Authors
Justice and security
22.08.2018

Tackling the Root Causes of Human Trafficking and Smuggling from Eritrea: The need for an empirically grounded EU policy on mixed migration in the Horn of Africa

Horn of Africa
International Refugee Rights Initiative (IRRI)

This is an output from a project that was part of the fifth Applied Research Fund (ARF) on mixed migration flows. The ARF is executed by NWO-WOTRO in close collaboration with the Platform. The call aims to strengthen the evidence-base for security and rule of law policies and programming, addressing the root causes, and the dynamics and consequences of mixed migration flows within and from fragile and conflict-affected settings.

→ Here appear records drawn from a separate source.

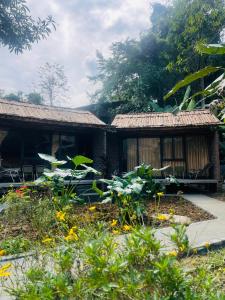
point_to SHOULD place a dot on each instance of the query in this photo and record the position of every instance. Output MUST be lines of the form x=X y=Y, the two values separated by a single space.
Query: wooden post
x=216 y=156
x=3 y=134
x=55 y=144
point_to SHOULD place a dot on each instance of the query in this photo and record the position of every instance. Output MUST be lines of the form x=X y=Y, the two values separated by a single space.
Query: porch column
x=3 y=134
x=216 y=156
x=55 y=144
x=99 y=151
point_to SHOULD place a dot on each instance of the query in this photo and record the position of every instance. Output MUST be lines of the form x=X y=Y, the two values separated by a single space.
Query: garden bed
x=82 y=215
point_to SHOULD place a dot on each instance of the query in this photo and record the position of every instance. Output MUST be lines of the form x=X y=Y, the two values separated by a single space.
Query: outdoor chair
x=179 y=171
x=28 y=173
x=39 y=169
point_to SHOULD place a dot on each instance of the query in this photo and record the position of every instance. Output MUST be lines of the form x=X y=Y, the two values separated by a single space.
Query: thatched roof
x=197 y=118
x=47 y=115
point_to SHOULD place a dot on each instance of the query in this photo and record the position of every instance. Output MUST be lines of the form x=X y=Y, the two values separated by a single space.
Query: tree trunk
x=202 y=86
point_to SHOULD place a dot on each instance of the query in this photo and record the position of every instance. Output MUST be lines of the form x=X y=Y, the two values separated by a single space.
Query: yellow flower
x=114 y=223
x=2 y=252
x=162 y=217
x=60 y=215
x=115 y=232
x=182 y=248
x=47 y=240
x=72 y=236
x=172 y=253
x=160 y=194
x=4 y=269
x=207 y=244
x=92 y=208
x=127 y=227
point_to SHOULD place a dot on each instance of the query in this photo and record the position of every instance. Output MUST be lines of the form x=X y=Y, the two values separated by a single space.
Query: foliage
x=95 y=267
x=52 y=82
x=180 y=238
x=138 y=72
x=35 y=98
x=190 y=23
x=18 y=29
x=16 y=245
x=130 y=193
x=214 y=89
x=55 y=178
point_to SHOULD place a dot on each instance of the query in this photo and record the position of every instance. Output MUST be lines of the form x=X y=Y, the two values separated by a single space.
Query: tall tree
x=53 y=83
x=191 y=22
x=18 y=29
x=140 y=71
x=35 y=98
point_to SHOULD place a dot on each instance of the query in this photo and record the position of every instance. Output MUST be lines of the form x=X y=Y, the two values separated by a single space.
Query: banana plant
x=214 y=89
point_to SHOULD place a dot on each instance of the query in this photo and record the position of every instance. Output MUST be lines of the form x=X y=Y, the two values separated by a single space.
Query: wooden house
x=26 y=130
x=186 y=142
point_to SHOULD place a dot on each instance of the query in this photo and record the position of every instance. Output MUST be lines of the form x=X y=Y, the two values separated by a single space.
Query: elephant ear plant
x=63 y=182
x=130 y=193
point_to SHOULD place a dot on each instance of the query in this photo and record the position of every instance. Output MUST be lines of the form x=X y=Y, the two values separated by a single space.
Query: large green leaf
x=191 y=105
x=213 y=49
x=184 y=102
x=190 y=78
x=51 y=159
x=80 y=159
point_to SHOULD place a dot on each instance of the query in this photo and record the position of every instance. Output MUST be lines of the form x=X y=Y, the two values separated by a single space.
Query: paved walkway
x=200 y=233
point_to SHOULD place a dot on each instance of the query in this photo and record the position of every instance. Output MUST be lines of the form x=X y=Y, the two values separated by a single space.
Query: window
x=142 y=150
x=173 y=156
x=131 y=154
x=149 y=151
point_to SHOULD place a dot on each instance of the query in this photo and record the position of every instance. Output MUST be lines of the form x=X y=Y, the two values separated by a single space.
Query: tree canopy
x=139 y=72
x=18 y=29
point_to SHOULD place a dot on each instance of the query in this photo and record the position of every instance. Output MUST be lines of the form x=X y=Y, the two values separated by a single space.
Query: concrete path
x=200 y=233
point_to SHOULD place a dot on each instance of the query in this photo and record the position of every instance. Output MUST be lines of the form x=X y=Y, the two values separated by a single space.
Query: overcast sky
x=83 y=26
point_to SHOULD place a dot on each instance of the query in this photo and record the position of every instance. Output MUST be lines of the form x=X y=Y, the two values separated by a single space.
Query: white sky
x=83 y=26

The report argues for a new approach and engagement on mixed migration in the Horn of Africa. This new approach is one that closely involves people in the region, and takes their experiences, concerns and rights seriously. It involves active participation in policymaking and implementation, and a conceptual shift that recognises migration, particularly forced migration, as a logical response to a deep-seated governance crisis in the region. Addressing this crisis also requires a rights-based approach that focuses on both adequate human rights protection in individual countries, and the protection of the rights of refugees and migrants across the region. In this regard, partnerships and international cooperation need to move beyond the technocratic and managerial project approach taken to date.

Ultimately, this approach entails acknowledging how the actors involved, both states in the Horn of Africa and in Europe, have created, sustained and contributed to the very conditions that their current initiatives are meant to tackle. Such a self-reflexive, critical and contextual approach is feasible. It would be more demanding for the actors involved as it would require fundamental reforms of governance in the HoA and of the EU’s and European states’ approach to migration and refugees from the region. However, without such changes and without adequate mechanisms to monitor respect for rights and ensure protection, it is almost certain that any initiatives taken will not succeed in creating the conditions needed to make them effective and sustainable.